In doing this, the Committee shall among other things ensure that criminal matters are speedily dealt with; congestion of criminal cases in courts is drastically reduced; congestion in prisons is reduced to the barest minimum; and persons awaiting trial are, as far as possible, not detained in prison custody.
But it is with respect to ensuring speedy dispensation of justice that the introduction of the ACJA is considered particularly relevant in Nigeria’s criminal justice system. This is because it is expected to address the matter of delayed trials through the following provisions:
- Stay of Proceedings 
The new position of the law in this regard is that application for stay of proceedings shall no longer be heard in respect of a criminal matter before the court.
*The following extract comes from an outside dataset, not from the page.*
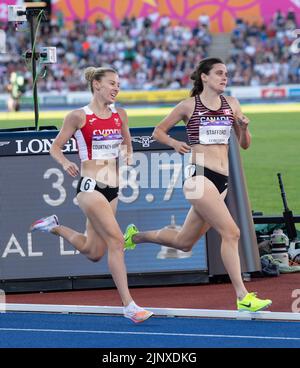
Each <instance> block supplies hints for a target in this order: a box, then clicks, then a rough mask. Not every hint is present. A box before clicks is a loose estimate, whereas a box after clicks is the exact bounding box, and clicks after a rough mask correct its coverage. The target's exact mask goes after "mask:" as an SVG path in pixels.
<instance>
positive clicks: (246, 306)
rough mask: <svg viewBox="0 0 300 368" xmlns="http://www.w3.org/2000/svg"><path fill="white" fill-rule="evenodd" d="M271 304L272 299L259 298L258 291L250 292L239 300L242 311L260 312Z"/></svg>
mask: <svg viewBox="0 0 300 368" xmlns="http://www.w3.org/2000/svg"><path fill="white" fill-rule="evenodd" d="M271 304H272V300H270V299H259V298H257V297H256V293H248V294H247V295H246V296H245V297H244V299H242V300H237V309H238V311H241V312H244V311H247V312H258V311H261V310H264V309H266V308H268V307H269V306H270V305H271Z"/></svg>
This unprecedented provision puts a gag on the delays occasioned to the trial process by interlocutory applications to stay proceedings pending appeal on preliminary matters even when the substantive issues are yet to be tried on their merits.
- Day-to-day trial 
Upon arraignment, the trial of the defendant shall proceed from day-to-day until the conclusion of the trial. Where day-to-day trial is impracticable, the Act provides that parties shall be entitled to only five adjournments each.
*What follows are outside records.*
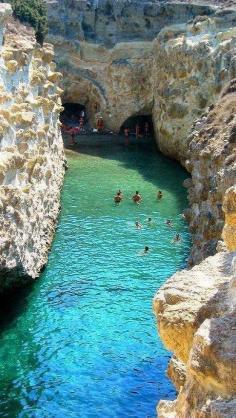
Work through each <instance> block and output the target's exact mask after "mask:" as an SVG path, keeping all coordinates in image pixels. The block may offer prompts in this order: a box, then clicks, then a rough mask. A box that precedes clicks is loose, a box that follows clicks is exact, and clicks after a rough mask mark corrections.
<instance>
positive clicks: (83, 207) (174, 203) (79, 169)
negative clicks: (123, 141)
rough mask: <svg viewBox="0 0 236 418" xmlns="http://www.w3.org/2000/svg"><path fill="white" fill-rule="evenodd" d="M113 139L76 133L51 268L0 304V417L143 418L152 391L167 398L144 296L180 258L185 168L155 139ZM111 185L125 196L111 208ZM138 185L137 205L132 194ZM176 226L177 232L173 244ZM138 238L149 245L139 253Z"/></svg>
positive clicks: (151, 312)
The interval between each adjournment, according to the Act, shall not exceed two weeks each. Where the trial is still not concluded, the interval for adjournments will be reduced to seven days each.
- Assignment of information and issuance of notice of trial 
By virtue of this section, information filed are to be assigned to courts by the Chief Judge within 15 days and the Judge in turn, is to issue notice of trial within 10 working days of the assignment of the information to his court.
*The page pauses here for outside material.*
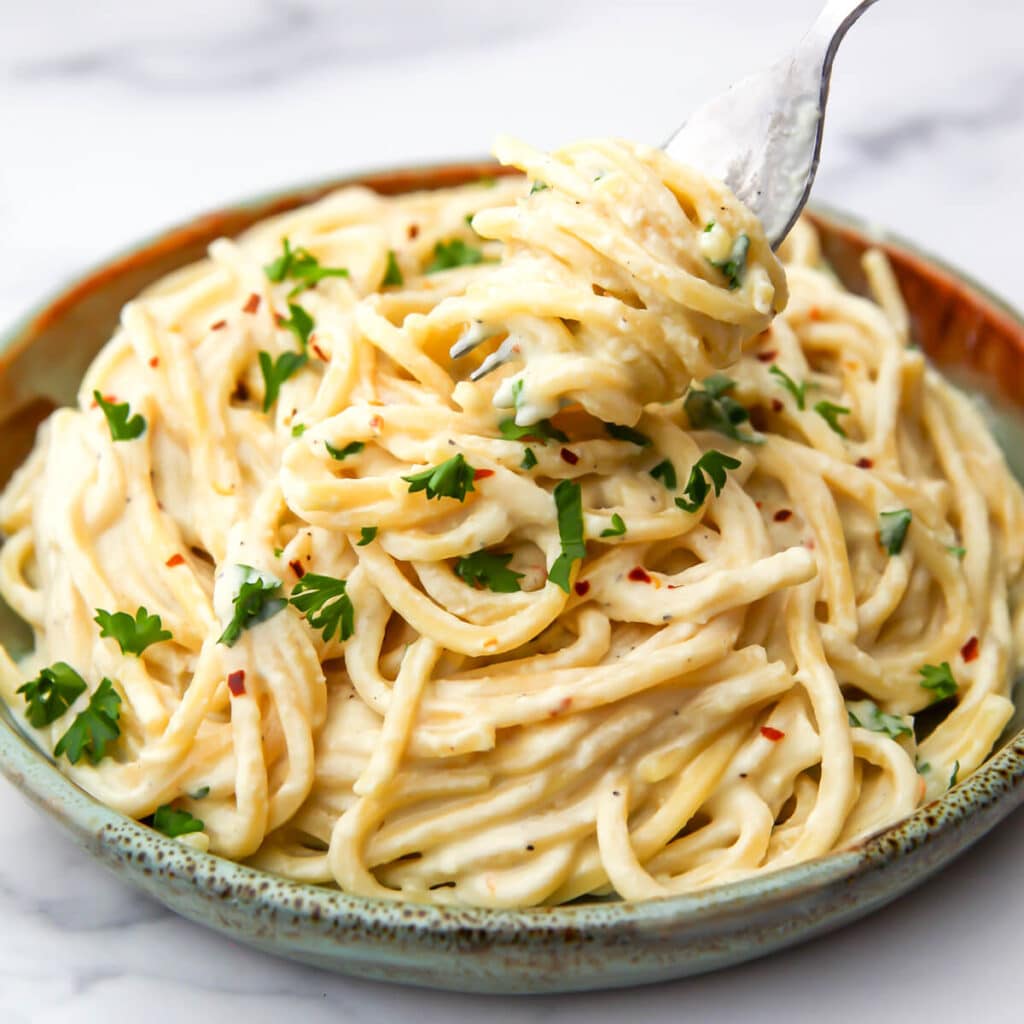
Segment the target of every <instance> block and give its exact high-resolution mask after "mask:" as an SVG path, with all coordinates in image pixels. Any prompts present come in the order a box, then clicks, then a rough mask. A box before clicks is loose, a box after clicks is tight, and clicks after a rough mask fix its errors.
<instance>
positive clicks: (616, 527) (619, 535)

- Objection to the validity of charge 
Any objection to the validity of the charge or information raised by the defendant shall only be considered along with the substantive issues and a ruling thereon made at the time of delivery of judgement.
ACJ to modernise criminal justice system
In stating his position on the delay trials narrative, the Special Assistant to the President on Prosecution, Chief Okoi Obono-Obla, was quoted to have said that the ACJ Act was one of the measures put in place by the Federal Government of Nigeria to modernise and reform the criminal justice system. He also added that if the provisions of the Act were properly applied and implemented by stakeholders in the criminal justice sector, it would go a long way in ensuring criminal cases were speedily and expeditiously heard and determined by the courts.
But three years after the Act was passed, the issue of delayed or protracted trials continues to haunt the judicial system. This is why many observers cannot help but continue to wonder when the curious dramas surrounding many pending high profile political trials will end.
Also puzzling are the factors responsible and sustaining this peculiar situation. Hence, the question: who is to blame for the problem?
But surprisingly it was a case of mixed feelings when Vanguard INSIGHT spoke with some senior lawyers and legal experts on the matter and about who or what is to be blamed for the prevailing situation. A number of them pointedly refused to share the belief that things have not changed for the better since the Act was enacted.
For them, it is still in the early days to describe the ACJ Act as having failed to rein in the stubborn monster of prolonged political trials in the country as it has substantially paved the way for the prosecuting agencies to make progress in their many cases against those accused of one offence or the other.